Eric Wilson, a Republican digital strategist, told the Register that the announcement is “the latest of a series of PR moves by Facebook that are really meant to demonstrate that they’re trying to do something, but once you dig below the surface, it’s clear that they’re trying to find ‘problems’ for their ‘solutions.’”

“And so what this new policy does is prevent legitimate organizations and candidates and campaigns from using one of the most valuable communication platforms in our society today in the final week of a very important election,” Wilson said. 

Wilson noted Facebook already requires those purchasing campaign ads to meet criteria, including providing their social security number, and provide proof that they reside in the country where they are trying to run ads, including opening the app or website in that country. 

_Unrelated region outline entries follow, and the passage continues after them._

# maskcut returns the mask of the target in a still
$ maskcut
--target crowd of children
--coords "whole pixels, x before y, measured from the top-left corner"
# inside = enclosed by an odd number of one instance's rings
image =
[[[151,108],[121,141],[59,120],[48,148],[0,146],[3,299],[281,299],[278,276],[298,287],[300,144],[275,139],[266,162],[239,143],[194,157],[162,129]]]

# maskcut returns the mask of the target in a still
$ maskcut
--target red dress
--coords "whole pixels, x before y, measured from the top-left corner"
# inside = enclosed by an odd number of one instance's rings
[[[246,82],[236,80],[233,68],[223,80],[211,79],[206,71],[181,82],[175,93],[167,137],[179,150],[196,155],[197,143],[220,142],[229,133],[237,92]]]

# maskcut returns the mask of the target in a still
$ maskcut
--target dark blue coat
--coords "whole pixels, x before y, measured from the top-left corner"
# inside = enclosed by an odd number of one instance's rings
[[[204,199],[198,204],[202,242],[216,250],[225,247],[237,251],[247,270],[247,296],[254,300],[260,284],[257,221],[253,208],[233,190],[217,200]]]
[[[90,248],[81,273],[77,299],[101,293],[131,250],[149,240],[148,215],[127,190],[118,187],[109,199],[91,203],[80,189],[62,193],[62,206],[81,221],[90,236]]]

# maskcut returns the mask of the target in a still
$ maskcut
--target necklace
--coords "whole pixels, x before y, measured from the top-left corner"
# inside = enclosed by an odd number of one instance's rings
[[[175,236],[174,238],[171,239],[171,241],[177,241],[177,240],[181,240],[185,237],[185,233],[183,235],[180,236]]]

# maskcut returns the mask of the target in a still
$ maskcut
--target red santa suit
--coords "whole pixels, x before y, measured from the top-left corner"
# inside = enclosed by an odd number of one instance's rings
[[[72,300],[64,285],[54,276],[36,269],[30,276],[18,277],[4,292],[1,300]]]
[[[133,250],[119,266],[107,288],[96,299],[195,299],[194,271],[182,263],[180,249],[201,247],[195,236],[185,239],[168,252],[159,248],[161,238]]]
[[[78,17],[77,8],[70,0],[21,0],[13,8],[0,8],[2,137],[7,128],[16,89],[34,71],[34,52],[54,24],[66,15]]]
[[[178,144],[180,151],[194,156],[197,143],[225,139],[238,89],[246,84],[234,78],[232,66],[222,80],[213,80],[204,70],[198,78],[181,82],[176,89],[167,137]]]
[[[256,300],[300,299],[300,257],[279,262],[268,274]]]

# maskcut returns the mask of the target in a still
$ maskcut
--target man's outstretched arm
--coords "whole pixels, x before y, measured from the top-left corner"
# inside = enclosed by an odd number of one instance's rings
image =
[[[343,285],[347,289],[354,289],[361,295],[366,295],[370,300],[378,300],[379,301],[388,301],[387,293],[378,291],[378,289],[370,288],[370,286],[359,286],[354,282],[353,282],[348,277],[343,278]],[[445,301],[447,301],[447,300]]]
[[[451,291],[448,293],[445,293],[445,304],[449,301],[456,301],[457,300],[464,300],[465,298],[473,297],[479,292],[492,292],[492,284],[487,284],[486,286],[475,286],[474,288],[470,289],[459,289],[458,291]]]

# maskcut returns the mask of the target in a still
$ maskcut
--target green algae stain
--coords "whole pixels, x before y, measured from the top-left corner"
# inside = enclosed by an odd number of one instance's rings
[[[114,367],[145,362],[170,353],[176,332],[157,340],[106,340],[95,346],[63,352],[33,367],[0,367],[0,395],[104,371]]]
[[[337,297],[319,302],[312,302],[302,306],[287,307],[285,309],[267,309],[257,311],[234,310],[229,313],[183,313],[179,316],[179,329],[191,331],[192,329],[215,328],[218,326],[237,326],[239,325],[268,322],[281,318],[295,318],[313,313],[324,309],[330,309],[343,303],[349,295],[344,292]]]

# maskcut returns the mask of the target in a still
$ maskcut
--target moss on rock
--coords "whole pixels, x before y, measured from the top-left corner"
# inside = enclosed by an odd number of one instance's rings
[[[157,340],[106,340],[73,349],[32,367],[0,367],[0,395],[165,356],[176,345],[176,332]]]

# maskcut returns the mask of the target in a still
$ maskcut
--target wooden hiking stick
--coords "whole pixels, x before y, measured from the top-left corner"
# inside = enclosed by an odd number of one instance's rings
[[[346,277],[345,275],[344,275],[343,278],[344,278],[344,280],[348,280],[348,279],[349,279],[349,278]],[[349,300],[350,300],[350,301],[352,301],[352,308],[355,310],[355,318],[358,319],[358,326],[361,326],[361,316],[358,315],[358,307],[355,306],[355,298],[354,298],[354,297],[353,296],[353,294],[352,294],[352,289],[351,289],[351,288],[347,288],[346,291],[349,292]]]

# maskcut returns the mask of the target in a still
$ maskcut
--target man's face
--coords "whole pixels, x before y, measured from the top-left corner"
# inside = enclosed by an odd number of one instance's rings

Given these existing safeguards, he said the ban on new ads during the final week of the campaign is “very frustrating to campaigns who are trying to play by the rules.” 

 

How to Respond

Wilson, a Catholic, offered some suggestions to Catholic organizations or those seeking to reach Catholic voters through election advertising. 

Wilson said these organizations should make sure to submit any digital ads well before the Oct. 27 deadline to ensure there is time to work out any missing details or issues. He also advises having up-to-date voting information available on websites, as well as asking supporters to “connect with you via email and social-media platforms so that they can hear directly from you in those final days of the campaign.”

Brian Burch, president of Catholic Vote, told the Register that since Facebook has said that it will only ban new ads in the days before the election, “all ads previously loaded and approved on their platform presumably will be permitted — for now."

Burch said Catholic Vote “went through the onerous process to get approved to promote political content on Facebook.” 

“We’ve had a few occasions where our ad was rejected for reasons unknown to us. But of late we’ve not had any issues,” he said. 

Burch expressed concern about the potential for bias in Facebook’s efforts to determine posts that violate its policies. 

“From what we know, Facebook will use a combination of human and machine learning to determine what ads violate their terms,” Burch said. “Our biggest concerns involve the choice of so-called ‘fact-checkers,’ which often are not neutral under any standard. It’s important that they hold every advertiser equally to the same standards.”

Burch argued that “no single platform should have so much control over the outcome of our election.” 

“This is why Catholic Vote encourages Catholics to make sure they are signed up via email or text alerts with reliable sources of news and information,” he said. “‘Big Tech’ will be heavily pressured to censor and restrict information around the election, and Catholics need to act now to ensure they have access to the facts.”